Fixed income exchange traded funds have been in the spotlight recently as market participants weigh what the outcome of this week’s Federal Reserve meeting will be. The group of must bond ETFs includes the widely followed iShares 20+ Year Treasury Bond ETF (NYSEArca: TLT).
TLT is off 2.4% over the past month even as investors have put new money to work with the fund and as some positive fundamental catalysts remain in play. The diminished inflation expectations has bolstered demand for long-term maturities. The spread between two- and 30-year securities dipped for a fourth day after contracting to as little as 208 basis points Monday, the least since April 28, Bloomberg reports.
Long-term Treasuries have strengthened and yields dipped on the continued decline in oil prices helped push down inflationary pressures. Meanwhile, short-term Treasury yields have been anchored as speculators bet on a slow interest rate hike from the Federal Reserve.
However, questions have popped up regarding TLT’s technical strength. “Bonds have made a pretty substantial move higher in this recent pocket of volatility in the stock market,” Todd Gordon, founder of TradingAnalysis said on CNBC. “I think the stock market is beginning to stabilize and that’s going to set the bond market up for a little bit of a retracement.”

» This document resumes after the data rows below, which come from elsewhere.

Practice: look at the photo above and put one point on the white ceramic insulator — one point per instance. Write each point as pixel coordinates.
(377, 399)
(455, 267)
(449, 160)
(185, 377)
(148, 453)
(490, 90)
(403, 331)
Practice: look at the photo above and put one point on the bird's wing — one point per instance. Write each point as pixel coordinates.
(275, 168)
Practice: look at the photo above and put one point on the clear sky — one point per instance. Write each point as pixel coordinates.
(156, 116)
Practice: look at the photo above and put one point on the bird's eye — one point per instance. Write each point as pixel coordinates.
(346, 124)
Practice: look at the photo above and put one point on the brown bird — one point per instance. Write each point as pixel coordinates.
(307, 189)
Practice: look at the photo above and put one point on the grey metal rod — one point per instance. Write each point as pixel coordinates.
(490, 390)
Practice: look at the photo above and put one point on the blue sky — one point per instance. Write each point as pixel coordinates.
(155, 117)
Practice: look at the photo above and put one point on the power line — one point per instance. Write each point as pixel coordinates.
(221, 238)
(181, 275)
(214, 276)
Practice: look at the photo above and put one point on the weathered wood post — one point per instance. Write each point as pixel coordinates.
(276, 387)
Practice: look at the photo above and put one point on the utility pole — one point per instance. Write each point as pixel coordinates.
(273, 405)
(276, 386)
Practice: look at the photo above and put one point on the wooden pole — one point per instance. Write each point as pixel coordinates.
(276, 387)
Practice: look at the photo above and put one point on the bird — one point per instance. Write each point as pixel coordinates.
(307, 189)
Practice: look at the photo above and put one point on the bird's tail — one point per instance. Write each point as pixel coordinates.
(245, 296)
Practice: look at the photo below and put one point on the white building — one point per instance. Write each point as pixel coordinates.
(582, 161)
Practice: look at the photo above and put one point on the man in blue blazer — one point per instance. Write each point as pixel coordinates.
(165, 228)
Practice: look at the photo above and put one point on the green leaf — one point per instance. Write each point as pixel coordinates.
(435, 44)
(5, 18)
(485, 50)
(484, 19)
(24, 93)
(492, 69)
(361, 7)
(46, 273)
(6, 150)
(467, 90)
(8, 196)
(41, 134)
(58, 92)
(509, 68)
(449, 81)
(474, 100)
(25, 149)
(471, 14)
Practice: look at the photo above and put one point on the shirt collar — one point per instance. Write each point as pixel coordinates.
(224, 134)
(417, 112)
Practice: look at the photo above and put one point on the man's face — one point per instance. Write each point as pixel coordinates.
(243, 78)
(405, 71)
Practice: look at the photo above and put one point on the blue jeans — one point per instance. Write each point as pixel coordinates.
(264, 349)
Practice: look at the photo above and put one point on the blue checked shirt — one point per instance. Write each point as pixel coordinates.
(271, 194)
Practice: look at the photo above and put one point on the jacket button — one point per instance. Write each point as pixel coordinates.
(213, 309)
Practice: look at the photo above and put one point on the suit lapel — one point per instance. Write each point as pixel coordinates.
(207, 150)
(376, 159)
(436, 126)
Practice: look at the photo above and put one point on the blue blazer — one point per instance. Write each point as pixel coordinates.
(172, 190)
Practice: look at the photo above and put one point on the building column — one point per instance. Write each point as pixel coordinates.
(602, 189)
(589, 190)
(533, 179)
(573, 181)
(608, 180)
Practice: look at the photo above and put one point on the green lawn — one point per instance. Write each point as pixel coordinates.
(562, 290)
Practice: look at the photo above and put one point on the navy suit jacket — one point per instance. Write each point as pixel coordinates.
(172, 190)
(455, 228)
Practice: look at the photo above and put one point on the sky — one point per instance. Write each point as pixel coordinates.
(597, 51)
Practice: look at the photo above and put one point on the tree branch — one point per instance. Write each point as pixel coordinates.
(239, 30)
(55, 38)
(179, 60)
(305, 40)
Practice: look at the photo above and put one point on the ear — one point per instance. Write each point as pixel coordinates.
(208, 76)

Gordon also warned that TLT is showing a “momentum divergence,” with a pattern of three lower lows in its relative strength index as prices made three higher highs. Consequently, the technical analyst believes the market is due for a pullback in the near-term. [Traders Cautious on Bond ETFs]
“The weekly chart is negative, with the ETF below its key weekly moving average of $122.25, which indicates risk to the 200-week simple moving average of $117.53, which is considered the uptrend for bonds. The weekly momentum reading declined to 65.81, down from 72.84 on Sept. 4,” TheStreet.com reported Monday of TLT.